Thalior, Xena und Novia starrten auf den riesigen Krater, in dem eine ganze Stadt Platz gehabt hätte. Sie kamen sich vor wie Ameisen, die gegen einen Menschen kämpfen, und erkannten, dass sie gegen den Obersten Lord keine Chance hatten.
Ihnen wurde klar, wie die Menschheit innerhalb weniger Tage ausgelöscht werden konnte. Dann bemerkten sie, dass der Oberste Lord spurlos verschwunden war und nirgends zu finden war.
„Wir haben überlebt …“, murmelte Novia, während sie schwer schluckte, weil ihre Kehle so trocken war, dass das Schlucken schmerzhaft war.
„Aber wie lange noch?“, fragte Xena, als sie auf ihre Rüstung und ihr Schwert auf dem Boden blickte, die geschmolzen und mit dem Boden verschmolzen waren.
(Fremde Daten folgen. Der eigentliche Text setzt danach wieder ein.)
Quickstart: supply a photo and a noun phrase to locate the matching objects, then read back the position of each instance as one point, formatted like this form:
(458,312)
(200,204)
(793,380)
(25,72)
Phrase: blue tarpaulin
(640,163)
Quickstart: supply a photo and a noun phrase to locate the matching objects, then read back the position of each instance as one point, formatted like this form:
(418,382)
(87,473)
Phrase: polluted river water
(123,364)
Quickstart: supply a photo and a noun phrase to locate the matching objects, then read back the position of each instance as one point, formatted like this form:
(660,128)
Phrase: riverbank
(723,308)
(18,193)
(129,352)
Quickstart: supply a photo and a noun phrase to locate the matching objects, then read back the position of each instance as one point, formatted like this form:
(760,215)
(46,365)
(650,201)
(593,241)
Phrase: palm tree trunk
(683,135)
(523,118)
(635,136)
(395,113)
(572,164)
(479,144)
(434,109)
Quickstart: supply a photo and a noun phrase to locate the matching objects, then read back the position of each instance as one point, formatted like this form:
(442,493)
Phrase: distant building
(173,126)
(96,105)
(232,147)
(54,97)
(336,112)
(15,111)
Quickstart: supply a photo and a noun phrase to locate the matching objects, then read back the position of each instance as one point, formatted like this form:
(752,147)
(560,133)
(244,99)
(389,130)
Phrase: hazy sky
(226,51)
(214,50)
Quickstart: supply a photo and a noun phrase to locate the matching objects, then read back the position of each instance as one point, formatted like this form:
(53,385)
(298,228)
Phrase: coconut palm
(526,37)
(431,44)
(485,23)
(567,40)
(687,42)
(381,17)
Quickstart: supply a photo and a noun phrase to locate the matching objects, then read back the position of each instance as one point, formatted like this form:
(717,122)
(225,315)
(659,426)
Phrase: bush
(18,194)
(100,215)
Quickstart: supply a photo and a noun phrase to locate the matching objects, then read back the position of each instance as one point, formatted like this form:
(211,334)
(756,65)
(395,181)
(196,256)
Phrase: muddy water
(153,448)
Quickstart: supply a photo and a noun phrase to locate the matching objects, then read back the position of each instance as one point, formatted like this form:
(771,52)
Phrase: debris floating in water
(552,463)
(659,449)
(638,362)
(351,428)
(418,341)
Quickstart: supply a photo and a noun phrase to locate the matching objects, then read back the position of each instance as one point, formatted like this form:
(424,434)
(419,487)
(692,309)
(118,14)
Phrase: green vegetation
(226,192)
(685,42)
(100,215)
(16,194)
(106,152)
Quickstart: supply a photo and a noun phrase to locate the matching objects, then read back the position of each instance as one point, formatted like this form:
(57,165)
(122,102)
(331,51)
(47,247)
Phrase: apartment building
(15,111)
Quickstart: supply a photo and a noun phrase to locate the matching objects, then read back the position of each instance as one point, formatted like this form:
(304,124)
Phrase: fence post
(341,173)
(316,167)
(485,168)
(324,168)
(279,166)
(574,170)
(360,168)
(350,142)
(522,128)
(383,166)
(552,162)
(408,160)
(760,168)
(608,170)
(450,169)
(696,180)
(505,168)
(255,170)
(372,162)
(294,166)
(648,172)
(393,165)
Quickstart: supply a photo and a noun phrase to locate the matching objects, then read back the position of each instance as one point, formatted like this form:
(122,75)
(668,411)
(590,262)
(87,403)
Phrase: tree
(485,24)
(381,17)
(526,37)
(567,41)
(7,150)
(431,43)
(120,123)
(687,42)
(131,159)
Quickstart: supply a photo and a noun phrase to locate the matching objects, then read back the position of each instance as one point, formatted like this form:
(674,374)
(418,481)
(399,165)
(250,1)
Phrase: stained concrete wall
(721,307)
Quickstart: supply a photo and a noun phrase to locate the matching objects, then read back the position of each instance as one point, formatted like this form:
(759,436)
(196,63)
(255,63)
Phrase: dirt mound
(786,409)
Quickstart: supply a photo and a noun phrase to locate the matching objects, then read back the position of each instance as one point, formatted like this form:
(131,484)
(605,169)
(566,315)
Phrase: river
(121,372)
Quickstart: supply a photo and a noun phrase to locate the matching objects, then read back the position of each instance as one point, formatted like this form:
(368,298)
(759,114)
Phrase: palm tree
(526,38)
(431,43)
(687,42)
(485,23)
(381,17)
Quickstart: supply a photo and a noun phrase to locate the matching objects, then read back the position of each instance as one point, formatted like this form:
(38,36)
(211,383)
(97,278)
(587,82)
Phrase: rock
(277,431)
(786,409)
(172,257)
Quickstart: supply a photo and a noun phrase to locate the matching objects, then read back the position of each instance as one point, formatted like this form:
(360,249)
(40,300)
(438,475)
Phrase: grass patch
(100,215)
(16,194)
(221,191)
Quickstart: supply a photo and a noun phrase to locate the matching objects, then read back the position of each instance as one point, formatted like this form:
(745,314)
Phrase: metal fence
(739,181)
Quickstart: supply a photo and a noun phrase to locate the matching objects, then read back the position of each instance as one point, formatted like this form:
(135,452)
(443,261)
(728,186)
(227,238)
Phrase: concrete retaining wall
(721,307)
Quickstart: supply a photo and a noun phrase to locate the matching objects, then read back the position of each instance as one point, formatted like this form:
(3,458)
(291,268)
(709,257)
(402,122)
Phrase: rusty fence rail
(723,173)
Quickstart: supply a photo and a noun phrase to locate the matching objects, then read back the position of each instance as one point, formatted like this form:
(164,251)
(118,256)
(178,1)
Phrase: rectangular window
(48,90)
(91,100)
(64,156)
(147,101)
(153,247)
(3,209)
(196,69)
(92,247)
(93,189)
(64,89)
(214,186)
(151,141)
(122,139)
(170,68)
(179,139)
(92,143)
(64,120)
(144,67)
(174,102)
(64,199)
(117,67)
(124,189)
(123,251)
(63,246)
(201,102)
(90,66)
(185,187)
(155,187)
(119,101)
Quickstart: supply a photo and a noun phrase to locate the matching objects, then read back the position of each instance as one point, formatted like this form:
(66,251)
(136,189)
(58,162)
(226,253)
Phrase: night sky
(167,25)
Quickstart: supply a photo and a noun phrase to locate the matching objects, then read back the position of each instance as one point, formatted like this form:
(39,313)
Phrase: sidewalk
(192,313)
Alle hörten Xenas Frage und erkannten, dass ihr Überleben bedeutungslos war. Sie hatten diesen Tag vielleicht überlebt, aber nur, weil sie extremes Glück gehabt hatten. Nicht weil sie Angst vor dem Tod hatten, sondern weil sie Angst hatten, die Menschheit nicht vor den Dämonen beschützen zu können.
Astrea stand langsam auf, stöhnte vor Schmerz und holte alle zurück in die Realität. Novia, Lenin und Uriel gingen zu ihr, um nach ihr zu sehen, aber zum Glück konnte sie sich als Heilige dank ihrer göttlichen Kraft sofort von allen Wunden erholen.
„Ihr könnt alle die Hoffnung aufgeben …“, sagte Astrea, während sie sich langsam umdrehte, um die Ritter anzusehen. „Aber lasst diejenigen, die ihr zu beschützen geschworen habt, nicht verzweifeln.
Wir sind ihre Hoffnung, also haltet den Kopf hoch, auch wenn euch der Tod im Nacken sitzt. Wir teilen die Last, und wir sind die Einzigen, die einander verstehen. Ihr seid nicht allein, ihr werdet niemals allein sein“, versicherte sie mit einem schwachen Lächeln im Gesicht.
Alle Ritter sahen sich an und merkten, dass sie denselben Blick hatten. Die Hoffnungslosigkeit, die Angst, die Verzweiflung und die Akzeptanz des unvermeidlichen Untergangs der Menschheit.
„Hebt eure Köpfe, Beschützer der Menschheit, tragt eure Last bis ins Grab“, sagte Astrea mit ruhiger Stimme und lächelte sanft.
Alle Ritter hoben ihre Kinn und nickten, während sie Astrea entschlossen anstarrten. Tränen fielen auf ihre Kinn, diese Tränen waren der letzte Rest ihrer Zweifel, der nun losgelöst und weggewischt war.